Kementerian Pertanian Gencarkan Penandaan dan Pendataan Ternak Pasca-vaksinasi PMK

26 October 2022 14:52

Kementerian Pertanian bekerja sama dengan TNI melaksanakan akselerasi dan menggencarkan pelaksanaan penandaan dan pendataan ternak pasca-vaksinasi penyakit mulut dan kuku atau PMK di Jawa Barat. Berdasarkan data BPS 2021, tercatat sebanyak 278.168 ekor yang terdiri dari 208.740 ekor ternak rakyat di 27 kabupaten/kota dan 69.428 ekor di 25 perusahaan peternakan di Jawa Barat telah dilakukan penandaan dan pendataan.

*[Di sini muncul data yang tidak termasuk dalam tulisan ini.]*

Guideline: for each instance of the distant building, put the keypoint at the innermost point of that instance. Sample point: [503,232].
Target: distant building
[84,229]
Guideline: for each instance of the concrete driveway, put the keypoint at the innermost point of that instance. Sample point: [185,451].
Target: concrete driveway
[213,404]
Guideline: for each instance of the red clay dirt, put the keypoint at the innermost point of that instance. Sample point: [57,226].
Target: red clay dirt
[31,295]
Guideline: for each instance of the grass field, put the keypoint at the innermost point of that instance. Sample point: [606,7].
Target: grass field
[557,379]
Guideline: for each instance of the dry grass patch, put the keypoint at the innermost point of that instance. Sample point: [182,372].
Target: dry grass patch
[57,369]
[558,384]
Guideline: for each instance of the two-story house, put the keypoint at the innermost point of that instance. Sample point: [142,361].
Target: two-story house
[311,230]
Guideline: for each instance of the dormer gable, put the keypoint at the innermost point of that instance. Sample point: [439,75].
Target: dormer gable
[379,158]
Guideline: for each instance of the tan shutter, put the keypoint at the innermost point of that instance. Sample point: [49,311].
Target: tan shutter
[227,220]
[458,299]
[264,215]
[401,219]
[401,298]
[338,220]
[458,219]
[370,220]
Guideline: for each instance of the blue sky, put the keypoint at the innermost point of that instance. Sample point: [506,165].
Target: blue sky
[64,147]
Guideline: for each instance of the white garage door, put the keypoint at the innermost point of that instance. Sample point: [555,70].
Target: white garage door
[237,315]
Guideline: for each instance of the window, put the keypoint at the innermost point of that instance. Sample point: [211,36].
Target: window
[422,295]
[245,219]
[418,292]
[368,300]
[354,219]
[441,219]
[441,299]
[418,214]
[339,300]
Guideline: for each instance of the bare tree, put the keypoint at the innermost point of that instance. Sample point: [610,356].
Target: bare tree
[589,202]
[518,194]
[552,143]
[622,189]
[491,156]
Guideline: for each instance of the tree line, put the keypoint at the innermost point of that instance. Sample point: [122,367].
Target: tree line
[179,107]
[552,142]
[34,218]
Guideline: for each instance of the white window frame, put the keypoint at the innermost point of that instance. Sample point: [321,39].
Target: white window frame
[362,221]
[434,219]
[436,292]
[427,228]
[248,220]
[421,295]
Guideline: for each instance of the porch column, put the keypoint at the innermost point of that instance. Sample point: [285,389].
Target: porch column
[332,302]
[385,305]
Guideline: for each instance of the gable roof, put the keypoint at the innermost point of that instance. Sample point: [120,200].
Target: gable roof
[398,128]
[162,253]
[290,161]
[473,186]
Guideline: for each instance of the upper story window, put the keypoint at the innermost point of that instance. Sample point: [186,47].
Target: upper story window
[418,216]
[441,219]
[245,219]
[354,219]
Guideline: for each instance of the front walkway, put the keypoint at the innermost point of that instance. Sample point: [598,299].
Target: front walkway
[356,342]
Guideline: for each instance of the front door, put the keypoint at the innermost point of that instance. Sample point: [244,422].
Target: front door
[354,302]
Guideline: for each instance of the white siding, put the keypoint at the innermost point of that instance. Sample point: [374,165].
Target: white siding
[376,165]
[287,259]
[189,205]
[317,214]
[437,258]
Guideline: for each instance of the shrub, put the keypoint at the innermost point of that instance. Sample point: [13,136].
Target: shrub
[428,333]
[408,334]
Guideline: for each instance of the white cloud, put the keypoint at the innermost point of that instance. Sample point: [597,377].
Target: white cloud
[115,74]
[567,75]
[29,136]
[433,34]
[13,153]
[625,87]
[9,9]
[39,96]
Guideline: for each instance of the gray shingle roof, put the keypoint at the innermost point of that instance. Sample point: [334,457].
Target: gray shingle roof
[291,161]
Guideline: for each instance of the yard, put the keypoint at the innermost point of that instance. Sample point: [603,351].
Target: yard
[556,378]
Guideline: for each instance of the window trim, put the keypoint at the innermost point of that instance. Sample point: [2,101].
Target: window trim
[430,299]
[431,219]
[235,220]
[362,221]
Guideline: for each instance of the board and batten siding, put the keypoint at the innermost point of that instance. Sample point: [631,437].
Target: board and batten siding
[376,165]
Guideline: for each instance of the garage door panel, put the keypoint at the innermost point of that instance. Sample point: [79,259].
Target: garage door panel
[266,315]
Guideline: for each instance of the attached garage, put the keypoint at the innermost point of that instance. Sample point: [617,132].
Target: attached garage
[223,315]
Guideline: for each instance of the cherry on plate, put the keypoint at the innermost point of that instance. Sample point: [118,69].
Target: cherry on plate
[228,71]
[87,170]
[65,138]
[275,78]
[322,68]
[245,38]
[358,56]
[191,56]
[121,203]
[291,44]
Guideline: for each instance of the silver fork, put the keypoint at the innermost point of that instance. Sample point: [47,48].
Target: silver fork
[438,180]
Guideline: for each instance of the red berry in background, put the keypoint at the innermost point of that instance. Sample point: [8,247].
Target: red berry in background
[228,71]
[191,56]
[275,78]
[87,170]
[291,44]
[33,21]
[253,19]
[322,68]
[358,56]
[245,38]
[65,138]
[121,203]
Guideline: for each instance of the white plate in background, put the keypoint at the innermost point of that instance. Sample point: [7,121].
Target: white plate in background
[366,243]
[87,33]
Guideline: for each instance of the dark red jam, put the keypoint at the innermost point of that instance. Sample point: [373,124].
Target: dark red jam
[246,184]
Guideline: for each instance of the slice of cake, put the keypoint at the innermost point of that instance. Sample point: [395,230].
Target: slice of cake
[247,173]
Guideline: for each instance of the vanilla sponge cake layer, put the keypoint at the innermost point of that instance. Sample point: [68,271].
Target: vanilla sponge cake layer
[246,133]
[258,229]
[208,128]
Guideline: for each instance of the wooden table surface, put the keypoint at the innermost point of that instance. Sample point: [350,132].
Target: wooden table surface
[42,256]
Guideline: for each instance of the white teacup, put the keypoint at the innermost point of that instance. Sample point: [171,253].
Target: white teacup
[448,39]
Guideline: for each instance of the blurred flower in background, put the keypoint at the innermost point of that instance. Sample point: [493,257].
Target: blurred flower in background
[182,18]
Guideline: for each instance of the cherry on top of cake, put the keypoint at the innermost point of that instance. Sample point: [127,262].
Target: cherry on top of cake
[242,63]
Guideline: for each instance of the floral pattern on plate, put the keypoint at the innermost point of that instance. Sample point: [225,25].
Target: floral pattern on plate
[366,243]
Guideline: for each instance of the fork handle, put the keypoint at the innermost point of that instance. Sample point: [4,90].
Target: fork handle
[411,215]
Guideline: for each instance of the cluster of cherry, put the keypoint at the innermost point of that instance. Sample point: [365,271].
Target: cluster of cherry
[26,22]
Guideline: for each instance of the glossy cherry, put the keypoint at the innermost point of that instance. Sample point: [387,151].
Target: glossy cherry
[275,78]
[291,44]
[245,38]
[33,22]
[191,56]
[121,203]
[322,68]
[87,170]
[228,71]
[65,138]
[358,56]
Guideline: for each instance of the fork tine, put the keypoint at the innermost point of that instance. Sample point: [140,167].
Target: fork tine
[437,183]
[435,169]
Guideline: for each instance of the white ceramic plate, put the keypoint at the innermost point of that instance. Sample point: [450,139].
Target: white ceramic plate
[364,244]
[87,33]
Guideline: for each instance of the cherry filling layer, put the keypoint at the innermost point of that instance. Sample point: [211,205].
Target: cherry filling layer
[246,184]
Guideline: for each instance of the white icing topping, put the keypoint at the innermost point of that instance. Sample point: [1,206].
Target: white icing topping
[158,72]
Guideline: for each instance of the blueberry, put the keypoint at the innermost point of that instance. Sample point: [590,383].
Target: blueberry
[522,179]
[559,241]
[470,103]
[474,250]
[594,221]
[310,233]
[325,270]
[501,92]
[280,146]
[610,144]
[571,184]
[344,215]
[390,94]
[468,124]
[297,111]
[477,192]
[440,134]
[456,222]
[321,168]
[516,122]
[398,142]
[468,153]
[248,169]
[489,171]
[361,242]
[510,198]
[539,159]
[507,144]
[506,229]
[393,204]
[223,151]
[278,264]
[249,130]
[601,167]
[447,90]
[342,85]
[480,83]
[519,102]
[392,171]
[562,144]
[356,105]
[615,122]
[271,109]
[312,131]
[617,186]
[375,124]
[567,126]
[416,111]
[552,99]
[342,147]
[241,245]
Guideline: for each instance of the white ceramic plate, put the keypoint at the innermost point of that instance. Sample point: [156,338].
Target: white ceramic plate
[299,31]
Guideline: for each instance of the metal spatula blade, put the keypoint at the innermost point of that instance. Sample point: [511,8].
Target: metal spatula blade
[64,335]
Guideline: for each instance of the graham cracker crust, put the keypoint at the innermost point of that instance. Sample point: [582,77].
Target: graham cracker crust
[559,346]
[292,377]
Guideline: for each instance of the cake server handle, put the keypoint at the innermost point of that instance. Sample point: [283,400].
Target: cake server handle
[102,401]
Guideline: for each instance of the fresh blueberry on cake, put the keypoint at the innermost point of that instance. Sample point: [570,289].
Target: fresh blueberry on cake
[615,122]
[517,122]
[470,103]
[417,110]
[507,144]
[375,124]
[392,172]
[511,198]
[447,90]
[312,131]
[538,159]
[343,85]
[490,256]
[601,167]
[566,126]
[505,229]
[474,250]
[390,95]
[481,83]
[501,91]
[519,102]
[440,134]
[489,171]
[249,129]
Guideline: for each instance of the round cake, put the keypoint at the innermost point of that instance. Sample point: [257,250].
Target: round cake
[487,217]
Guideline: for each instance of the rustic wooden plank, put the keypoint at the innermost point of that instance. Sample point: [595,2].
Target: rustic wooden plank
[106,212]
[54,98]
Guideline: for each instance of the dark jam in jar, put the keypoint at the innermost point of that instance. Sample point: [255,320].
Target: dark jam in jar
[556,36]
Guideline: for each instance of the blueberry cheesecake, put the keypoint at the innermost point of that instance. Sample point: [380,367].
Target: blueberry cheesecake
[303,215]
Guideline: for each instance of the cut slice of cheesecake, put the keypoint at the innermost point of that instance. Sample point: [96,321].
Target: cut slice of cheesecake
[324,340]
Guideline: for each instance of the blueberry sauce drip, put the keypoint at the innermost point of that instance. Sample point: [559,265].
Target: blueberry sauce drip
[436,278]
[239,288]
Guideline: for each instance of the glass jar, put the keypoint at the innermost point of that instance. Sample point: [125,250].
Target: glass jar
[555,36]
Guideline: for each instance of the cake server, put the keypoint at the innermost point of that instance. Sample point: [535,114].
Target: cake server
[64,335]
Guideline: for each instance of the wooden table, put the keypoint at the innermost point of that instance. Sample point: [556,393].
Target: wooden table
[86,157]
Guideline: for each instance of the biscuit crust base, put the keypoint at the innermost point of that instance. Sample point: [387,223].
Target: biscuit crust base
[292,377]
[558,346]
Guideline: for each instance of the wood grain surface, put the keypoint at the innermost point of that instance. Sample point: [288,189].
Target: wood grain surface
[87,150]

Kementerian Pertanian menggelar acara koordinasi kegiatan penandaan dan pendataan ternak sebagai bentuk tindak lanjut perjanjian kerja sama Dirjen Peternakan dan Kesehatan Hewan dengan Asisten Teritorial yang telah ditandangani Juli 2022 lalu. Salah satu pilot projectnya adalah kegiatan pendampingan dan pengawalan oleh TNI di provinsi Jawa Barat.

Direktur Perbibitan dan Produksi Ternak Dirjen PKH, Agung Suganda mengatakan, kegiatan penandaan dan pendataan ternak baik sapi dan kerbau pasca-vaksinasi sangat penting untuk identifikasi ternak, sehingga pelaksanaan vaksinasi mampu ditelusuri.

Pendataan secara digital ini sekaligus untuk memonitoring jumlah populasi hewan, status reproduksi, dan distribusi melalui penerapan teknologi informasi dan komunikasi. Ternak yang telah divaksin akan diberi identitas berupa eartag secure QR code atau anting ternak.

Program penandaan dan pendataan ternak secara digital ini merupakan bentuk terobosan sistem pendataan di tingkat nasional ataupun daerah. Pendataan ini ditargetkan selesai dalam dua bulan kedepan.